I soli Gilberti, Yammine e Abulaiha devono anche rispondere di disastro colposo per fatti accaduti a Cremona tra il maggio e il giugno del 2008. “In cooperazione colposa tra loro, non prevedendo, per imprudenza ed imperizia, la dispersione nell’ambiente di vapori esplosivi, non adottavano tempestivamente misure di sicurezza idonee ad aspirare i gas infiammabili sprigionatisi dal sottosuolo, gravemente contaminato per la presenza, nel suolo e nella falda superficiale, di idrocarburi, con conseguente grave e concreto pericolo di esplosioni che avrebbero messo a repentaglio la pubblica incolumità. In particolare, i rilievi effettuati dai vigili del fuoco registravano alla Bissolati la presenza di miscela infiammabile con elevate concentrazioni sia nei pozzetti dei sottoservizi, sia negli edifici adibiti a preparazione e consumazione pasti; alla canottieri Flora la presenza di miscela infiammabile con elevate concentrazioni all’interno dei pozzetti dell’impianto elettrico di terra nel parcheggio interno; nello spazio libero adiacente il Circolo Cral Tamoil e l’abitazione di Mario Manzia la presenza di miscela infiammabile con elevate concentrazioni in corrispondenza di un pozzetto dei sottoservizi elettrici, mentre al Circolo Cral Tamoil la presenza di vapori esplosivi in condotti di servizio e pozzetti d’ispezione; situazioni che imponevano all’autorità comunale l’adozione di ordinanze di divieto di accesso ai circoli ricreativi e il distacco cautelativo dell’energia elettrica per evitare che scintille elettriche potessero provocare esplosioni”.

PARTI CIVILI

Dopo la requisitoria del pm, ora spazio alle parti civili. Nel processo, celebrato con rito abbreviato davanti al giudice Guido Salvini, si sono costituiti parte civile tre soci della canottieri Flora e uno della Bissolati, tutti rappresentati dall’avvocato Vito Castelli, il Dopolavoro ferroviario (1.800 soci effettivi), rappresentato dall’avvocato Marcello Lattari, altri 26 soci della canottieri Bissolati, tra cui anche i radicali Sergio Ravelli ed Ermanno De Rosa, tutti assistiti dagli avvocati Gian Pietro e Monica Gennari, Claudio Tampelli e Vito Castelli, e Legambiente, attraverso l’avvocato di Milano Ilaria Ramoni. Parte civile è anche il cittadino cremonese Gino Ruggeri, tesoriere dell’Associazione Piero Welby, rappresentato dall’avvocato Alessio Romanelli, che, in base a quanto recita l’articolo 9 del testo unico degli enti locali, intende difendere gli interessi della collettività, vista la rinuncia del Comune di Cremona a costituirsi parte civile nel procedimento.

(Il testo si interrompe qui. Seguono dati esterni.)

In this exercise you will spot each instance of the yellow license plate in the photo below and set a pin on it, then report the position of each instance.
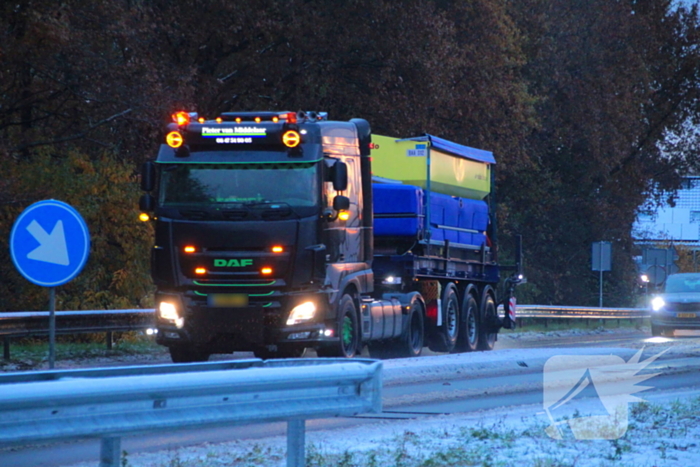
(227, 300)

Per il 4 luglio è prevista la lettura della sentenza.

Sara Pizzorni

DICHIARAZIONE DEI RADICALI

Le circostanziate richieste di condanna formulate dal pubblico ministero Fabio Saponara nei confronti dei manager Tamoil costituiscono il giusto epilogo di una vicenda iniziata in sordina e sempre più silenziata nel tempo.
Pochi all’inizio credevano che un disastro ambientale di rilevanti dimensioni, che ha visto per anni e anni l’inerzia delle pubbliche amministrazioni istituzionalmente titolari del potere di controllo e di vigilanza, potesse essere affrontato così efficacemente dalla magistratura cremonese.
Fra quei pochi ci sono sempre stati i Radicali che fin da subito hanno sollecitato, pungolato, incoraggiato la magistratura a non lasciar cadere nel vuoto la ricerca della verità che tutti conoscevano, ma che nessuno voleva – chi per convenienza, chi per sudditanza e chi per connivenza – far emergere.
Abbiamo messo in campo tutte le iniziative possibili: sit-in, petizioni popolari, pubblici dibattiti, interrogazioni parlamentari ed infine l’azione popolare intrapresa con coraggio dall’esponente radicale Gino Ruggeri per sostituire in giudizio, come soggetto pubblico danneggiato, l’Amministrazione comunale, che sciaguratamente non ha avuto il coraggio e la lungimiranza di invertire la rotta.
Solo dall’azione civile intrapresa dai Radicali potranno quindi arrivare i giusti risarcimenti per i gravi danni arrecati ad una intera comunità.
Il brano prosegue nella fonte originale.